Finland, Greece, Portugal and Spain have agreed to open their markets, two years after the introduction of ‘transitional measures’ on workers from eight of the ten countries that joined the EU in May 2004.
The measures, which were not applied to workers from Malta and Cyprus, were designed to prevent a flood of low-cost workers from the new member states.
But three ‘old’ EU countries – Ireland, Sweden and the UK – decided to allow unfettered market access to new EU workers from the outset, and the positive growth of their economies as a result has been instrumental in persuading more countries to follow suit.
Špidla said the decision by seven other member states to continue with restrictions was disappointing, but stressed that most had agreed to significantly relax the rules.
Belgium, for example, will allow access to certain workers such as nurses, plumbers, architects, mechanics, accountants and IT specialists.
France has opted for a similar system, freeing restrictions on workers in industries such as catering, whose long hours and low pay make it hard to attract domestic workers.
Italy has increased its quota on migrant workers from new EU countries to 170,000 – twice the previous level and well ahead of the 50,000 or so workers that have taken advantage of market access so far.
The Netherlands will take a decision on whether to fully lift restrictions later this year after the Dutch government’s plan to remove the temporary measures was defeated in parliament.
Luxembourg and Denmark said that they would also be keeping the restrictions in place but that they would make it easier to apply for work permits.
Only Germany and Austria have refused to lift or ease any of the restrictions, but Špidla stressed that this did not mean that they had closed the doors entirely.

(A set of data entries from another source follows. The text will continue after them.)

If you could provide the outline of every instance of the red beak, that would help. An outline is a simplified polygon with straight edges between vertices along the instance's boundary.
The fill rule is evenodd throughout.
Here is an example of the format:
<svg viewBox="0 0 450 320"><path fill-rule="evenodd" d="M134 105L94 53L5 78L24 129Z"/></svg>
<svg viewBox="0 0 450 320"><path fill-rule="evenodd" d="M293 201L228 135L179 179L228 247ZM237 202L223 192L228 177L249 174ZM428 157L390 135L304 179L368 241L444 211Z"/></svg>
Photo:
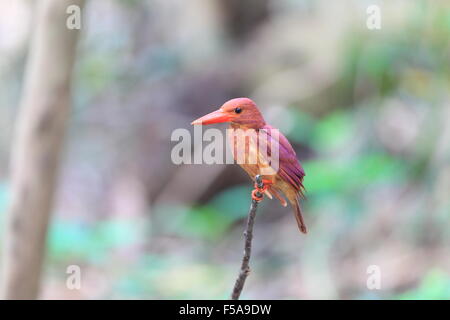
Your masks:
<svg viewBox="0 0 450 320"><path fill-rule="evenodd" d="M206 116L198 118L192 121L191 124L212 124L212 123L222 123L231 121L231 116L223 112L222 110L216 110L214 112L208 113Z"/></svg>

“Germany has offered more than 500,000 work permits to workers from new member states – more than Britain and Ireland together – so we cannot really say that it has done nothing to welcome new workers,” the Czech commissioner said.
“Both Germany and Austria also have bilateral agreements with certain member states,” he added.

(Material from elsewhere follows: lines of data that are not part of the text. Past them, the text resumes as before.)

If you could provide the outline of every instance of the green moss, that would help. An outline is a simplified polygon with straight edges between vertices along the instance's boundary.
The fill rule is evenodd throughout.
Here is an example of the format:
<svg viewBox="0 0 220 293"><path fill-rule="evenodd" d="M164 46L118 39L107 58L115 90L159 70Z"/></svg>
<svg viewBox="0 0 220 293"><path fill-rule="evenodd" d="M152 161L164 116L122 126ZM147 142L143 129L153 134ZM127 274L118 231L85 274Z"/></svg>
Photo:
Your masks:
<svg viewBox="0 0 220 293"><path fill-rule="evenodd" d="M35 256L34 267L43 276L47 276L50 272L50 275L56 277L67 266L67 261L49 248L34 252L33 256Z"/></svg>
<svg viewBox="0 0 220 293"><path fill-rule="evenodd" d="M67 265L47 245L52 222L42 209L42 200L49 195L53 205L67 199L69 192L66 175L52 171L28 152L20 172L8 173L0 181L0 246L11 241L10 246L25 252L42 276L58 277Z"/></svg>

He also disagreed with suggestions that the proximity of Germany and Austria to the borders of the ‘new’ EU were the main reason for their reticence in opening up markets.
“Some people suggest that Germany and Austria are the most likely to be flooded with workers, because they are geographically and linguistically closest to the new member states.”

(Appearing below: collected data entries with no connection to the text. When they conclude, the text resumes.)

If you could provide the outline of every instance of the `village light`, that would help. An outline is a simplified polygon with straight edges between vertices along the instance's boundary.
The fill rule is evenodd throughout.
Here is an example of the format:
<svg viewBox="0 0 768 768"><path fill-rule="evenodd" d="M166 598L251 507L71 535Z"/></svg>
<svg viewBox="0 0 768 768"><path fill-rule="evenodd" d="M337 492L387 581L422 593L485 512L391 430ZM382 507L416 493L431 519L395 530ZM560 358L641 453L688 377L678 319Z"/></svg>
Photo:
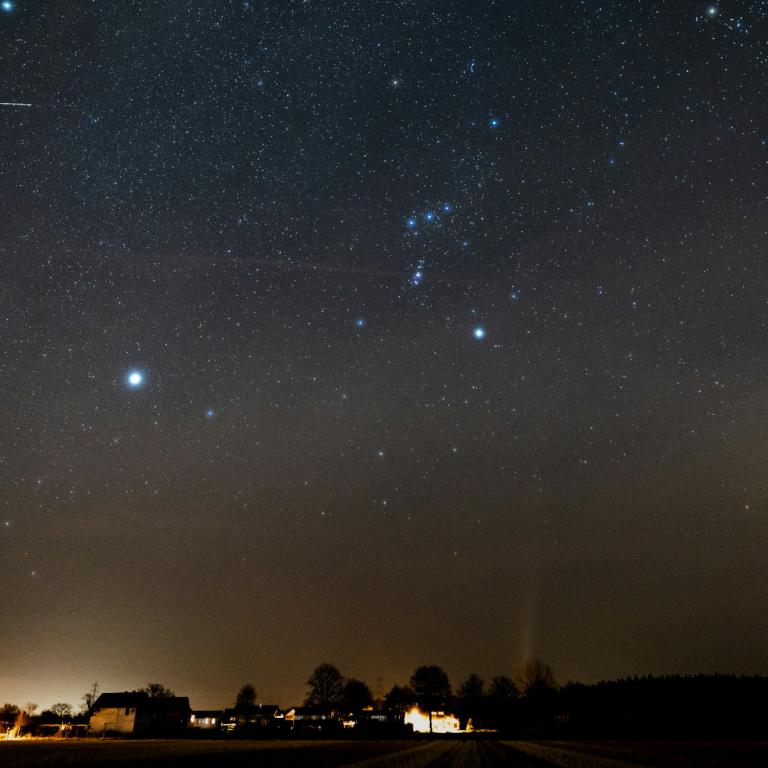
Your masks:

“But this is not necessarily true. Research in the Czech Republic shows that the UK is at least as attractive as Germany, not least because more young people – the ones most likely to relocate – speak English than German,” Špidla said.
But he added that it was unclear as yet whether further restrictions would be imposed on workers from Bulgaria and Romania, due to join the EU in the next couple of years.
“The other ‘new’ member states are not likely to restrict labour market access, but I do not know what the ‘old’ countries are considering,” he admitted.
Under the terms of enlargement, restrictions on workers from the new member states can be kept in place for seven years, until 2011, with reviews after two and five years.
Countries wishing to continue with restrictions after 2009 must justify their decision to the European commission – which was not the case with the latest extension.
Restrictions can be lifted at any time during this period, but once lifted they cannot be reintroduced.
Špidla did not comment on press reports that Germany and Austria would keep their restrictions in place until 2011, but he said that the distinctions between old and new member states were likely to have blurred sufficiently before that date to render the subject moot.
“This distinction is rapidly becoming an anachronism. Many thousands of workers from have also moved eastwards, so the lines are becoming increasingly blurred between ‘old’ and ‘new’.”
“There were transitional rules in a large number of areas after enlargement, not just employment, and many of these are already disappearing as barriers are brought down.”